NAS326 bootup very slow ~ one hour

pdpbjorn
pdpbjorn Posts: 7  Freshman Member
Hi all
My NAS326 takes about an hour to boot - from I push the button (or Wake On LAN) and until the single beep declares the server ready.
I hoped that inspecting the logs would shed lights on what may be going on - or not...
But the log information found in the Control Panel, Maintenance section is rather scarce: 


The one-hour gap between item 8 and item 7 reflect the waiting time
Does anybody know where to find more detailed logs? Or maybe someone would have an idear what is going on?
«1

All Replies

  • Mijzelf
    Mijzelf Posts: 1,579  Guru Member
    When it is booted, does it then have it's normal speed?

    When you login over ssh, you can run 'dmesg' to see the kernel log. I might tell you when you have hardware errors.
  • pdpbjorn
    pdpbjorn Posts: 7  Freshman Member
    Hi Mijzelf
    Thanks for taking the time to look into this!
    Not sure I entirely understand your first question. But the NAS seems to function OK when at first it is ready, mainly delivering media through the Plex media server  - I used your port. I think the 326 is actually under-configured for this task - but it works.

    I dumped the log with dmesg - attached; Cannot say that I am an expert, but I dont really see much suspicious except for maybe the very last lines?

    IPv6: ADDRCONF(NETDEV_CHANGE): egiga0: link becomes ready
    EXT4-fs (md2): warning: mounting fs with errors, running e2fsck is recommended
    EXT4-fs (md2): mounted filesystem with ordered data mode. Opts: usrquota,data=ordered,barrier=1
    EXT4-fs (md2): error count: 17
    EXT4-fs (md2): initial error at 1589788703: ext4_mb_generate_buddy:755
    EXT4-fs (md2): last error at 1597895714: ext4_mb_generate_buddy:755
    Rounding down aligned max_sectors from 4294967295 to 4294967288

    Cheers
    /per


  • Mijzelf
    Mijzelf Posts: 1,579  Guru Member
    I don't see any screaming hardware errors in the log. It looks pretty normal to me. Unfortunately there are no timestamps, so we can't find the gap. There is some small filesystem error, as you had already seen. I don't think it can cause a one hour delay, yet it's good to repair it. The volume repair button in the webinterface should do.
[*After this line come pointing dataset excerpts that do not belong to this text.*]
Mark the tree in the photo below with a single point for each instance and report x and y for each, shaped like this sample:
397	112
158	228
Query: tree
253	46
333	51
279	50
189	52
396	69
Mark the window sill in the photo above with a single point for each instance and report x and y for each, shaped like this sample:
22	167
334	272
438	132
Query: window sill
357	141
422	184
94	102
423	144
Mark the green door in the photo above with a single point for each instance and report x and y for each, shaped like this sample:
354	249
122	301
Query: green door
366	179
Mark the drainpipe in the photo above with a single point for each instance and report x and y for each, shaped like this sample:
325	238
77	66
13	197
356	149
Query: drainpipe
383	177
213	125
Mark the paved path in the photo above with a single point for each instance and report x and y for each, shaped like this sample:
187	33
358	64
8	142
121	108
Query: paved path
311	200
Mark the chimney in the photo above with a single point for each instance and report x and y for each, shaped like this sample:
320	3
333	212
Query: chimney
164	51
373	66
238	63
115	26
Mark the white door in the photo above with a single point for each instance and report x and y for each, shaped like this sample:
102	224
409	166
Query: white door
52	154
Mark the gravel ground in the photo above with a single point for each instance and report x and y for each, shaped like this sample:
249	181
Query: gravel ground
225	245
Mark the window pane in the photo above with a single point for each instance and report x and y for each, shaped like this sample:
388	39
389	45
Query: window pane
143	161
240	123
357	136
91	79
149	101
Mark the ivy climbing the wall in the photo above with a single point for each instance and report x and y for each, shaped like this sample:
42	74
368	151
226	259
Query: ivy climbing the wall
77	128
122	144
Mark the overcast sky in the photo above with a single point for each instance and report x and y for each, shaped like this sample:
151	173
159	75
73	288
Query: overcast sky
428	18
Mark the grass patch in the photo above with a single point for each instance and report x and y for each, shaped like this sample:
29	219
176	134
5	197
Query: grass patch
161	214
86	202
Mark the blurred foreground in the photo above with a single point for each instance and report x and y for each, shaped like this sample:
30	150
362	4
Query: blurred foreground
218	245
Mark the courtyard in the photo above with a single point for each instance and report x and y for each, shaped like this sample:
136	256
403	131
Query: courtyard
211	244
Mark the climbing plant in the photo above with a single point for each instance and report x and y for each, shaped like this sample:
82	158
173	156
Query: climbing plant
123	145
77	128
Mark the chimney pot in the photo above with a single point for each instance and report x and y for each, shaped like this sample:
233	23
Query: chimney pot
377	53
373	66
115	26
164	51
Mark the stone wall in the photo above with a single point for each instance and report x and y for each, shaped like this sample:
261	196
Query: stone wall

    I *think* the 'system ready' beep comes after the packages are started. So you can disable all packages to see if that solves the problem, if yes, re-enable them one by one to see which one seems to take a long time to start. It might also be an idea to try to ssh in before the system is ready. If that works, you can use 'top' to see which processes are active.

  • pdpbjorn
    pdpbjorn Posts: 7  Freshman Member
    Alright!
    I can not find the volume repair button, but:
    disabling Plex, MetaRepository and Tweahs from the App Center certainly made a difference - restart time is now back to normal.
    Before disabling packages, I was actually able to log in via SSH during the wait; 
    TOP tells me that the problem may be Plex-related - however, I dont understand how a command such as chown would persistently use 1.3% of the cpu for an hour

      PID  PPID USER     STAT   VSZ %VSZ CPU %CPU COMMAND
     2900  2885 root     D     2972  0.5   0  1.3 chown -R nobody:nobody /i-data/b7d01d58/.PKG/PlexMediaServer/share/PlexMediaServer
     3116     2 root     SW       0  0.0   0  1.1 [kworker/u2:0]
     1664     1 root     S     122m 24.4   0  0.9 python /usr/local/apache/web_framework/main_wsgi.pyc
     1822     2 root     SW       0  0.0   0  0.1 [jbd2/md2-8]
      396     2 root     SW       0  0.0   0  0.1 [kswapd0]
     2893  2308 nobody   S    11452  2.2   0  0.0 /i-data/.system/zy-pkgs/pkg_httpd -f /etc/pkg_service_conf/httpd2.conf
     2894  2308 nobody   S    11452  2.2   0  0.0 /i-data/.system/zy-pkgs/pkg_httpd -f /etc/pkg_service_conf/httpd2.conf
     2308     1 root     S     9884  1.9   0  0.0 /i-data/.system/zy-pkgs/pkg_httpd -f /etc/pkg_service_conf/httpd2.conf
     1626     1 root     S     6000  1.1   0  0.0 /usr/sbin/uamd
  • Mijzelf
    Mijzelf Posts: 1,579  Guru Member
    That 'STAT = D' means 'uninterruptible sleep', which in most cases means the process is waiting for the kernel to finish some action. If chown is (semi-) permanently in that state, I'd assume either an unreachable filesystem (a stale nfs mount, or something like that), or a filesystem error.
    I can not find the volume repair button
    Here I wrote about injection telnetd in /etc/init.d/rc.shutdown, to be able to run e2fsck on the data volume. Read the thread to see if you can do it. This &%^@ forum software has mutilated the instructions over time, but if you skip the html tags it's still usable.
  • pdpbjorn
    pdpbjorn Posts: 7  Freshman Member
    Wow, that looks scary...
    Just to be sure, in my case - after logging in with telnet - I should only execute umount /i-data/sysvol and e2fsck -f /dev/md2, not resize2fs /dev/md2 , right?
  • Mijzelf
    Mijzelf Posts: 1,579  Guru Member
    Wow, that looks scary...

    You can hardly do anything wrong. The file is on ramdisk, so it will be reverted after a reboot, and umount and e2fsck are harmless, when used wrong. They'll just throw an error and do nothing.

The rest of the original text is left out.